In case it is not obvious, this is not so much an evalutaion of Gemini 2.5 Flash as it is a judgment of the quality of the testing protocol. It is clear, for example, that using So Far to evaluate llms is a mistake: the same model has large variation between runs, and the difference between runs of different models is not so large. It would be more informative to replace the run of So Far with another run of one of the other games – maybe Plundered Hearts or Lost Pig, which start out more linearly.8⁸ For a Change might look like a good game for evaluation, but I think that’s a mistake. It’s not that the model makes consistent progress, but that it fails to make almost any progress at all, thanks to how open the game is right from the gate.

Conclusions

I’m not sure what conclusions to draw from this article series.

We can drive z-code text adventures through Perl, which lets us connect it to an llm in a controlled way. It turned out more complicated than one would think, but definitely doable.

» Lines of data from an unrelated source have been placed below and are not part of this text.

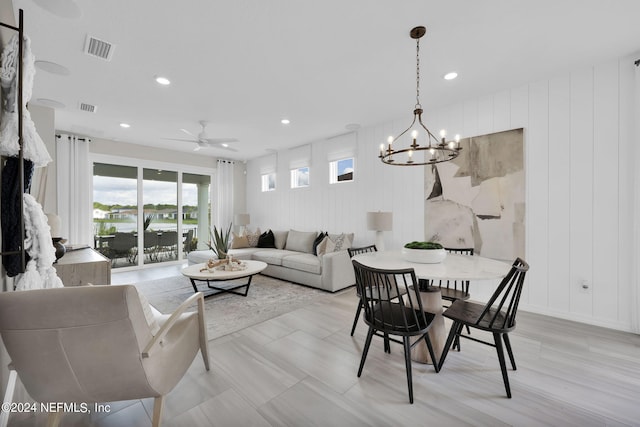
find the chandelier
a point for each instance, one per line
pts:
(434, 150)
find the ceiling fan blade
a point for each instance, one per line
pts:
(189, 133)
(219, 140)
(180, 139)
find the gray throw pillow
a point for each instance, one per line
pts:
(301, 241)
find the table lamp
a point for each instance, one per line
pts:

llms are still not great at playing text adventures. Giving them leading questions to keep them on track helps a lot. Giving them hints helps them surprisingly little.

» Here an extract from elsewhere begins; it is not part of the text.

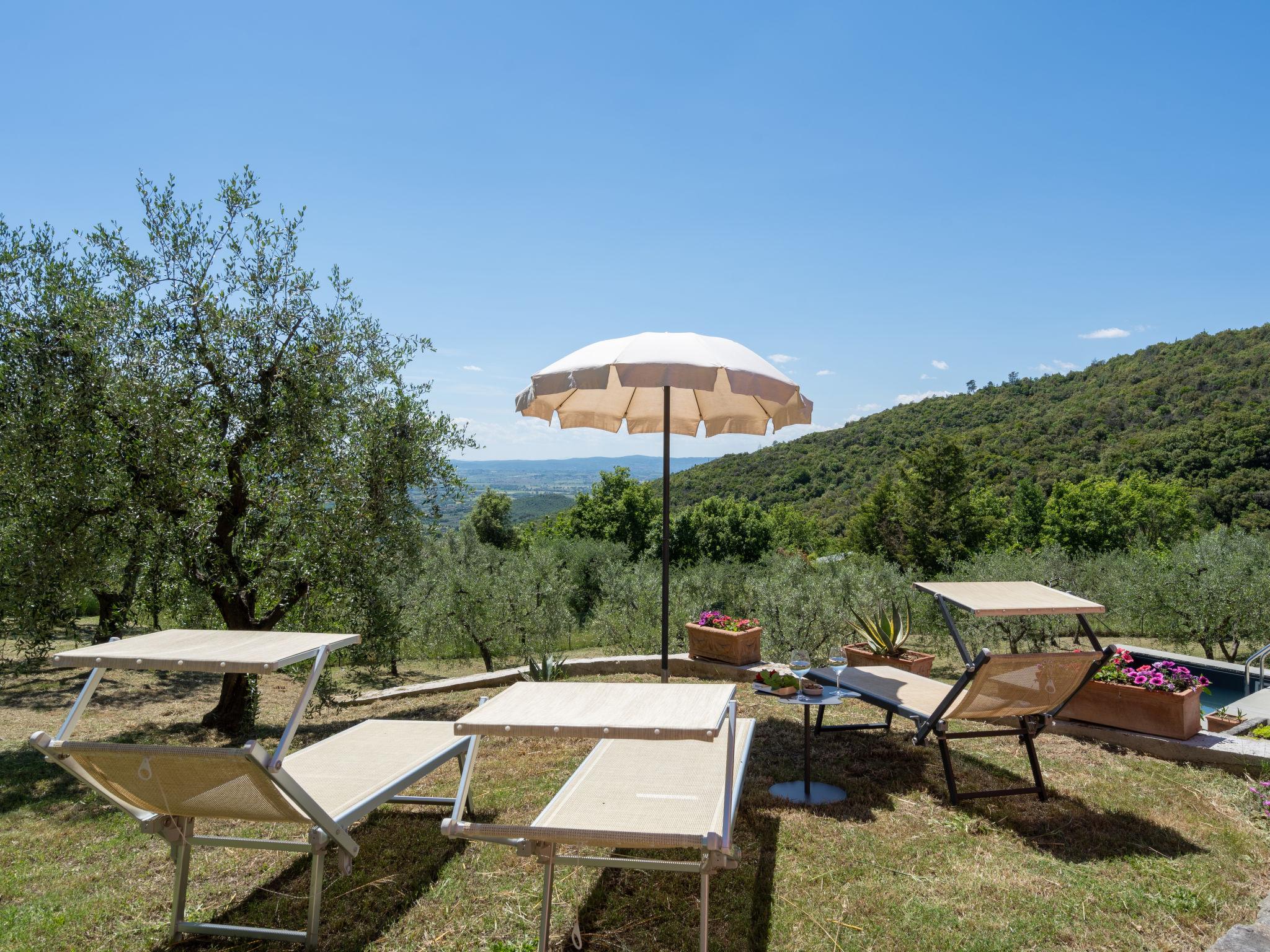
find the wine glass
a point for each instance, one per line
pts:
(801, 663)
(838, 663)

The variation in how much they accomplish can be large for some games with lots of distracting details, such as Lockout and So Far. The games that are easiest to evaluate with are those with a relatively linear beginning, such as Lost Pig and Plundered Hearts.
There is one cheap model that is about as good as llm models get at playing text adventures: Gemini 2.5 Flash. Many of the other cheap models might have performance worse than gpt-5 Chat, and probably also worse than Gemini 2.5 Flash. Claude 4 Sonnet might seem like the best model if costs be damned, but that is probably because the prompt was calibrated against Claude 4 Sonnet.
Running llms in agentic type applications really burns through api credits like nothing else. I’d really like to complement this analysis with the “how many turns does the model need to get to point X” test, but I cannot motivate spending the money for it.